Liberal hedge fund manager, Whitney Tilson, was savaged by Senator Elizabeth Warren last December on social media – despite being a major financial supporter. As a result of the waves of negative press and emotional distress he incurred because of Warren, his confidence collapsed and he was forced to shut down his business.
Investors who had their money invested with Kase Capital Management were alerted by Tison in an Investor Email on Thursday that he was returning the money and shutting down the fund. He wrote, “Reporting sustained underperformance to you was making me miserable. I couldn’t in good conscience continue to manage your money unless I had a high degree of confidence that I could turn things around.”
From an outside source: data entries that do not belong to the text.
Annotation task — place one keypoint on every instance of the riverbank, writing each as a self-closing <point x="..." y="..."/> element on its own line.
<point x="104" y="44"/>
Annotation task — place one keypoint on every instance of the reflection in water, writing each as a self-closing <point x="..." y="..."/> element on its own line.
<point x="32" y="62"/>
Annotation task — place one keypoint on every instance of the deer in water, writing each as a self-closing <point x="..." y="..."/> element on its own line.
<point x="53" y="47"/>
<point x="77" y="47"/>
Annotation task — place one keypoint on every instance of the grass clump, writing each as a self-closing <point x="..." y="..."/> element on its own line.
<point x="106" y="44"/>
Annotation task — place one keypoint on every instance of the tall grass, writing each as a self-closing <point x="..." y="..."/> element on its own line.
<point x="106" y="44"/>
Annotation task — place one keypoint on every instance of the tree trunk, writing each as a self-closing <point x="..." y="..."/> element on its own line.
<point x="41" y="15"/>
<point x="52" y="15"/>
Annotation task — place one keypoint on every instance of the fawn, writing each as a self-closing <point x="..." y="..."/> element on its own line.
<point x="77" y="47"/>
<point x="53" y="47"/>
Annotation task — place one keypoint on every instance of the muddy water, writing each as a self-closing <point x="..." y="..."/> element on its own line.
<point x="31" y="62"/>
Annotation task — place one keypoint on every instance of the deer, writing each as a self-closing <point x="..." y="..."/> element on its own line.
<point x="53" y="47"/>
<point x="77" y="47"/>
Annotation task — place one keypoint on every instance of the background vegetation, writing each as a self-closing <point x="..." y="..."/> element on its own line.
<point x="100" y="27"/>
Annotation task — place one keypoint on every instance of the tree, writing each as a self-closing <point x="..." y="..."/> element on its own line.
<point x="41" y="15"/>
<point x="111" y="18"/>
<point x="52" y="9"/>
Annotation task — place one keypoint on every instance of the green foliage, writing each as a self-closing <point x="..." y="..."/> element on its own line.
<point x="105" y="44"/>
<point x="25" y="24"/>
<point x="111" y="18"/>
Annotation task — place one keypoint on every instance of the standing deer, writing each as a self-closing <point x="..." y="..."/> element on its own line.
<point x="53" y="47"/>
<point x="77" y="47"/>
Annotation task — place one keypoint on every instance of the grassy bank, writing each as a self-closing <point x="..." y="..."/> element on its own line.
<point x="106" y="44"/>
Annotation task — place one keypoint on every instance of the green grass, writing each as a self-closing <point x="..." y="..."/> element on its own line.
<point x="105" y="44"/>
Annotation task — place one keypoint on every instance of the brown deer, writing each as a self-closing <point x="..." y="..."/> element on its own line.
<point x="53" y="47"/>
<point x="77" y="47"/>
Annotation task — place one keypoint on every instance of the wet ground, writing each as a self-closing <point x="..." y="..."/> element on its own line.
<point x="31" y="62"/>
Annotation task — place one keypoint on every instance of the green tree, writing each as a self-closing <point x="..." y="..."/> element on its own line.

Despite the stock market going gangbusters, the fund was down 8% this year, and its assets had also shrunk from its peak of a $180 million in year 2010 to a mere $50 million. Although Tilson did a noble thing in handing back his investor’s money –
Tilson made the news at the end of the last year when he was targeted by Warren in a Facebook rant in which she labeled him to be a “hedge fund billionaire” who was “thrilled by Donald Trump’s economic team of Wall Street insiders.”
Warren had written, “If Trump gets his way, the next four years are going to be a bonanza for the Whitney Tilsons of the world—at the expense and pain of everyone else.”
Tilson was an odd target for Warren, as he had years earlier given approximately $2,500 to her Senate campaign and also contributed $2,700 to the Hillary Clinton campaign and a further donation of $22,300 to the DNC during the 2016 effort to defeat President Donald Trump. He had even given $1,000 to attend a speech Warren that she delivered at a Clinton fundraiser.
Tilson told the New York Times shortly after he was targeted by Warren that he agreed with the Warren’s positions on the need for financial regulation a “100%” and also that he was nowhere near being a billionaire.
“I’ve donated money to her, attended her events, and did everything in my power to stop Donald Trump. In addition, I agree with her 100% that large swaths of the financial industry have run amok and prey on vulnerable Americans, and thus strong regulation, including a muscular Consumer Financial Protection Bureau, is sorely needed.”
Tilson also wrote to Warren following the post and as an answer he received word from a Warren aide that she had decided to keep the post up, but would edit the word “billionaire” from the post.
“She asked me to relay to you that she is removing the word ‘billionaire’ from the post, as you have indicated that is factually inaccurate,” the aide emailed Tilson. “The senator has decided, however, not to remove the overall post.”
Warren apologized for the post a few days later, saying she “took it too far” and that she wished her “tone had been less heated.” She eventually deleted the social media rant.
Tilson has continued to donate to Democrats in 2017 despite his treatment at the hands of Elizabeth Warren.